Since its launch in 2010, the Critical Assessment of Functional Annotation (CAFA) has brought together computational biologists, biocurators, and experimental biologists to benchmark the state of computational prediction of protein function. It has served as a forum for discussion and collaboration to drive innovation in the field. Recent advances in protein representation, coupled with a growing interest from the machine learning community in biological applications, motivated CAFA organizers to expand their reach and invite a broader range of model developers to participate. To this end, the fifth CAFA experiment (CAFA 5) was conducted in partnership with Kaggle, a platform for data science competitions and collaborative model development. The reach and technology of this format resulted in a 22-fold increase over previous CAFAs in the number of participating teams, composed of entrants from 77 counties and various scientific and technical backgrounds.

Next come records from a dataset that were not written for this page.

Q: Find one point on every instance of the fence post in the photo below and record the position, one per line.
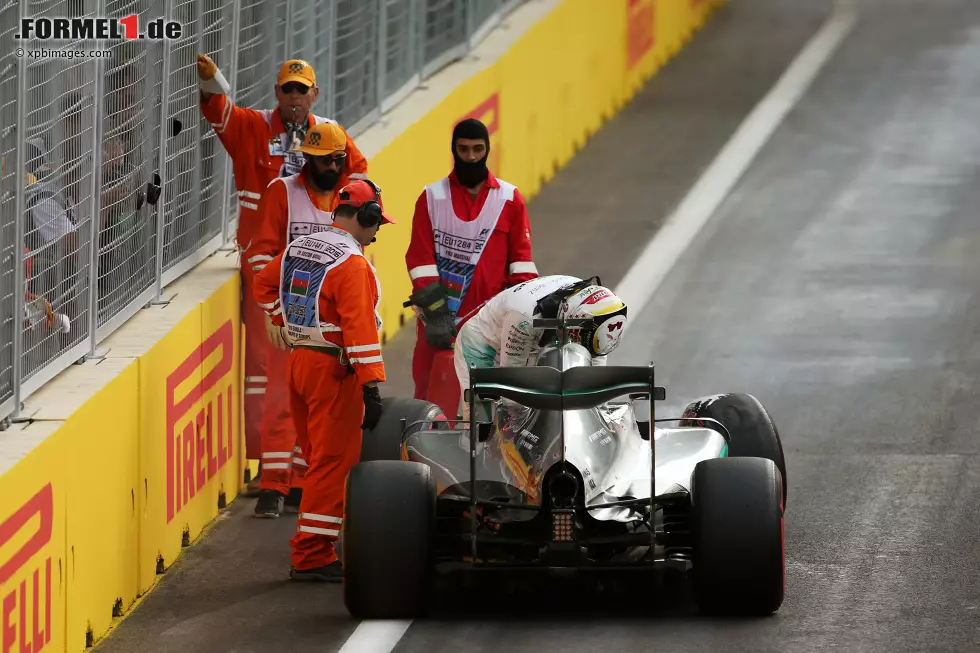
(162, 164)
(232, 96)
(96, 202)
(20, 274)
(382, 68)
(287, 41)
(332, 104)
(197, 207)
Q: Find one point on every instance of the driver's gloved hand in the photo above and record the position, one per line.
(440, 328)
(372, 406)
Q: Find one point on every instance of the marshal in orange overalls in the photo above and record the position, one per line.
(326, 293)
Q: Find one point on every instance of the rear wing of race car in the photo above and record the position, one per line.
(548, 388)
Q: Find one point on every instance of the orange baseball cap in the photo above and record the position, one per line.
(360, 191)
(322, 139)
(297, 70)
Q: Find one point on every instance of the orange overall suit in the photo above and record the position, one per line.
(256, 142)
(326, 293)
(290, 208)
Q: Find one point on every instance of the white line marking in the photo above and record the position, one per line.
(639, 284)
(380, 636)
(704, 198)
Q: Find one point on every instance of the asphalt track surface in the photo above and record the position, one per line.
(839, 283)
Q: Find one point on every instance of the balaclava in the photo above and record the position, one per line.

In this talk, we present an expanded analysis of the prediction models in CAFA 5. Our analysis shows marked improvements in the performance of predictions on Gene Ontology (GO) term annotations compared to models from past CAFA evaluations. We present a new setting for evaluating predictions of function annotations added to proteins with previously incomplete annotations and we suggest new directions for future computational prediction improvements based on these evaluations. Finally, we turn our attention to the future and discuss the planned challenges and assessments for CAFA 6, which will be launched in 2025.

17:40-18:00
ProtHGT: Heterogeneous Graph Transformers for Automated Protein Function Prediction Using Biological Knowledge Graphs and Language Models
Format: In person


Authors List: Show

  • Erva Ulusoy, Hacettepe University, Turkey
  • Tunca Dogan, Hacettepe University, Turkey

Presentation Overview: Show

Accurate functional annotation of proteins is crucial for understanding complex biological systems. As protein sequence data grows rapidly, experimental methods cannot keep pace, underscoring the need for scalable computational approaches. In this study, we present ProtHGT, a heterogeneous graph transformer-based model designed to predict protein functions by integrating diverse biological datasets, including protein-protein interactions, pathways, domains, and phenotypic data. ProtHGT constructs a comprehensive heterogeneous graph with over 542,000 nodes and 3.7 million edges to capture complex biological relationships and employs relationship-specific attention mechanisms to refine node embeddings into biologically meaningful representations. It achieves state-of-the-art performance on benchmark datasets, consistently outperforming graph-based and sequence-based approaches. Advanced pretrained embeddings further enhance predictive accuracy by providing rich feature representations. Ablation analyses highlight the critical role of heterogeneous data integration, demonstrating the value of incorporating multiple node types, such as pathways and domains, to improve predictions. To ensure accessibility, ProtHGT is available as a programmatic tool on https://github.com/HUBioDataLab/ProtHGT and as a user-friendly web service on https://huggingface.co/spaces/HUBioDataLab/ProtHGT, enabling researchers with varying expertise to easily utilize the model. By integrating diverse data sources and leveraging cutting-edge graph transformer architecture, ProtHGT establishes itself as a powerful and accessible tool for advancing bioinformatics research.